The German Real Estate Market 2025 | 2

Contents
Key figures
+0.0%
Real GDP, 2025 forecast
+2.0%
Inflation, 2025 forecast
3.4%
Interest rate for new residential construction loans to private households (term >5 years, February 2025)
Background
The German economy recorded modest growth in the first quarter of 2025. Price-adjusted gross domestic product (GDP) increased by 0.2% compared to the previous quarter; however, it declined year-over-year.
The ifo Business Climate Index improved slightly, rising by 0.2 points to 85.3 in April 2025. While the current business situation is assessed somewhat more positively, expectations for the coming months continue to deteriorate. Export expectations, in particular, are weakening amid international trade policy uncertainties.
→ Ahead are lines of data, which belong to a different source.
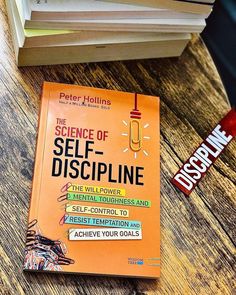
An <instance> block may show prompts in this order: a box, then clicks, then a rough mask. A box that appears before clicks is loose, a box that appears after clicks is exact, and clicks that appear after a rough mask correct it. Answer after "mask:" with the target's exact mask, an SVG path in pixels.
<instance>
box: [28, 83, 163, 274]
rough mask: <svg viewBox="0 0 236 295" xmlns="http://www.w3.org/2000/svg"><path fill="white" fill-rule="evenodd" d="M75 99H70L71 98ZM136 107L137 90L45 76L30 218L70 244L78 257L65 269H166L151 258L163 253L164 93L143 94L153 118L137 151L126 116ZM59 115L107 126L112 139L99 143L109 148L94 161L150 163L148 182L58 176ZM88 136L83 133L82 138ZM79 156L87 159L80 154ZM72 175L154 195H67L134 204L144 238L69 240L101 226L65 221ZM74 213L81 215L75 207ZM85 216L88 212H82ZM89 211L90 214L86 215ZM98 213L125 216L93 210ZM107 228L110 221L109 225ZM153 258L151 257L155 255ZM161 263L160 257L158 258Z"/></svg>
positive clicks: (142, 119)
mask: <svg viewBox="0 0 236 295" xmlns="http://www.w3.org/2000/svg"><path fill="white" fill-rule="evenodd" d="M60 92H65V93H66V94H72V95H76V96H83V95H85V96H91V97H95V96H97V97H101V98H102V99H109V100H110V101H111V105H110V110H104V109H101V108H93V107H84V106H83V107H82V106H75V105H73V104H70V103H68V104H61V103H59V94H60ZM69 102H70V101H69ZM133 108H134V94H133V93H125V92H118V91H111V90H103V89H96V88H89V87H81V86H75V85H65V84H56V83H48V82H45V83H44V86H43V93H42V103H41V113H40V123H39V131H38V142H37V151H36V159H35V171H34V178H33V188H32V196H31V205H30V213H29V222H30V221H31V220H33V219H37V220H38V227H39V228H40V231H41V233H42V235H44V236H46V237H48V238H50V239H53V240H56V239H59V240H61V241H63V242H64V243H65V245H66V247H67V254H66V256H68V257H70V258H72V259H73V260H75V263H74V264H71V265H68V266H66V265H65V266H64V265H63V266H62V268H63V271H65V272H79V273H91V274H107V275H124V276H135V277H149V278H155V277H158V276H159V275H160V267H157V266H151V265H148V264H150V263H147V261H148V260H146V259H149V258H160V131H159V126H160V122H159V98H157V97H152V96H145V95H141V94H139V95H138V109H139V111H140V112H141V113H142V118H141V124H142V126H144V125H145V124H147V123H148V124H149V127H148V128H145V129H143V136H147V137H150V140H144V141H143V149H144V150H145V151H146V152H147V153H148V156H146V155H145V154H144V153H143V151H142V150H141V151H139V152H138V153H137V158H136V159H135V158H134V152H133V151H132V150H131V149H129V150H128V151H127V152H123V151H124V149H126V148H129V141H128V137H125V136H122V133H124V132H127V133H128V131H129V130H128V127H127V126H125V124H124V123H123V122H122V121H123V120H125V121H126V122H129V120H130V111H132V109H133ZM56 118H65V119H66V120H67V126H71V127H72V126H73V127H79V128H91V129H95V130H107V131H108V134H109V135H108V138H107V139H106V141H97V140H96V139H95V140H94V141H95V144H94V148H96V150H99V151H103V152H104V155H103V156H100V155H95V154H90V155H89V161H90V162H92V161H95V162H104V163H112V164H113V166H114V168H113V169H114V170H115V167H116V166H118V165H119V164H122V165H124V164H125V165H128V166H130V165H134V166H141V167H144V179H143V180H144V186H137V185H130V184H118V183H108V182H104V181H102V182H98V181H91V180H81V179H80V178H78V179H70V178H66V179H65V178H63V177H62V176H61V177H52V176H51V171H52V159H53V156H54V155H53V149H54V148H55V147H54V139H55V138H56V136H55V126H56V125H57V124H56ZM82 141H83V139H82ZM78 160H79V161H81V160H83V159H78ZM68 181H70V182H72V183H75V184H82V185H92V186H103V187H114V188H124V189H125V190H126V197H127V198H135V199H144V200H150V201H151V207H150V208H143V207H134V206H124V205H121V206H120V205H114V204H103V203H89V202H79V201H67V202H68V203H71V204H72V203H73V204H81V205H88V206H90V205H94V206H98V207H106V208H107V207H112V208H121V209H122V208H123V209H128V210H129V212H130V213H129V214H130V216H129V218H127V220H137V221H141V223H142V236H143V237H142V240H119V241H117V240H114V241H69V240H68V229H70V228H89V227H90V228H96V227H94V226H93V227H92V226H85V225H71V224H64V225H63V226H61V225H59V220H60V219H61V217H62V216H63V215H64V213H65V209H64V208H63V206H62V203H59V202H58V201H57V198H58V197H59V196H60V195H61V192H60V189H61V187H62V186H63V185H65V184H66V183H67V182H68ZM73 215H76V214H75V213H73ZM79 215H81V216H82V214H79ZM84 216H86V215H84ZM92 217H94V218H99V217H101V218H115V219H126V218H122V217H112V216H100V215H92ZM103 228H104V229H106V227H103ZM128 258H138V259H144V264H143V265H132V264H128ZM149 262H150V261H149ZM154 263H157V261H154Z"/></svg>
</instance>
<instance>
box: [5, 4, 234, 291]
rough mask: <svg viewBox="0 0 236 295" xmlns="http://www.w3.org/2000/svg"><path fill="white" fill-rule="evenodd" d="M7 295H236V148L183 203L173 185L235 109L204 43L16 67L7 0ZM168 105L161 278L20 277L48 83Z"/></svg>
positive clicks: (161, 136)
mask: <svg viewBox="0 0 236 295" xmlns="http://www.w3.org/2000/svg"><path fill="white" fill-rule="evenodd" d="M0 12H1V14H0V23H1V26H0V38H1V46H0V139H1V141H0V155H1V162H0V168H1V170H0V171H1V186H0V189H1V201H0V202H1V203H0V205H1V211H0V229H1V232H0V241H1V243H0V254H1V262H0V265H1V281H0V282H1V283H0V294H13V295H15V294H27V295H30V294H34V295H35V294H42V295H45V294H50V295H51V294H70V295H73V294H91V295H96V294H99V295H100V294H117V295H122V294H125V295H126V294H140V295H141V294H161V295H164V294H168V295H170V294H180V295H182V294H224V295H227V294H235V293H234V291H235V268H234V267H235V256H234V254H235V242H236V234H235V216H236V214H235V213H236V212H235V208H236V206H235V198H236V187H235V179H236V164H235V163H236V161H235V160H236V153H235V151H236V142H235V141H234V142H232V143H231V144H230V145H229V147H228V148H227V150H226V151H225V152H224V153H223V154H222V155H221V156H220V159H218V160H217V161H216V163H215V164H214V165H213V167H212V168H211V169H210V171H209V173H208V174H207V175H206V177H205V178H204V179H203V180H202V181H201V183H200V184H199V185H198V187H197V188H196V189H195V190H194V192H193V193H192V194H191V197H190V198H186V197H184V195H183V194H182V193H180V192H179V191H178V190H177V189H175V188H174V187H173V185H172V184H171V183H170V179H171V177H172V176H173V175H174V174H175V172H176V171H177V170H178V168H179V167H180V165H181V164H182V163H183V162H184V161H185V160H186V159H187V158H188V157H189V155H190V154H191V153H192V152H193V150H194V149H195V148H196V147H197V146H198V145H199V144H200V143H201V141H202V139H203V138H204V137H205V136H206V135H207V134H208V132H209V131H210V130H211V129H212V128H213V127H214V126H215V124H216V123H217V122H218V121H219V120H220V119H221V118H222V117H223V116H224V115H225V114H226V113H227V112H228V110H229V109H230V106H229V104H228V103H227V98H226V94H225V91H224V89H223V86H222V83H221V80H220V78H219V75H218V73H217V71H216V69H215V67H214V64H213V62H212V60H211V58H210V56H209V54H208V52H207V50H206V48H205V46H204V44H203V43H202V41H201V39H200V38H199V37H195V38H194V39H193V41H192V42H191V44H189V46H188V48H187V49H186V50H185V52H184V54H183V55H182V56H181V57H180V58H179V59H176V58H172V59H159V60H146V61H126V62H109V63H96V64H80V65H64V66H45V67H31V68H21V69H18V68H17V67H16V65H15V61H14V53H13V45H12V42H11V37H10V33H9V27H8V21H7V16H6V10H5V3H4V1H3V0H0ZM44 80H46V81H54V82H63V83H71V84H80V85H85V86H94V87H103V88H108V89H116V90H123V91H131V92H139V93H145V94H151V95H157V96H160V97H161V236H162V242H161V249H162V275H161V278H160V279H159V280H156V281H155V280H141V279H126V278H107V277H89V276H80V275H64V274H36V273H23V272H22V262H23V254H24V243H25V233H26V227H27V225H26V223H27V214H28V206H29V196H30V190H31V180H32V172H33V165H34V151H35V141H36V129H37V120H38V111H39V102H40V91H41V86H42V83H43V81H44Z"/></svg>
The inflation rate stood at 2.1% in April 2025, down from the preceding months’ figures. The significant drop in energy prices had a particularly dampening effect. In response to easing inflation, in April, the European Central Bank (ECB) cut its key interest rate for the seventh consecutive time, bringing it to 2.25%. According to the ECB, further rate decisions will be data-driven, given the high uncertainty of U.S. tariff policies.
The labor market remained stable in the early months of 2025. Between January and March, the unemployment rate held steady at 6.4%; in April, it declined slightly to 6.3% due to seasonal effects. However, the usual spring recovery was weaker than in previous years, reflecting subdued overall economic momentum.
The conclusion of coalition negotiations between the CDU/CSU and the SPD marked an important political milestone. The new coalition agreement contains economic policy measures aimed at strengthening long-term growth, including targeted infrastructure investments and incentives to boost competitiveness.
The federal government has revised its GDP forecast for 2025 to stagnation (0.0%). The tariff conflict with the U.S. and volatile geopolitical conditions are having a particularly negative impact. Planned infrastructure and defense spending could provide economic stimulus starting next year.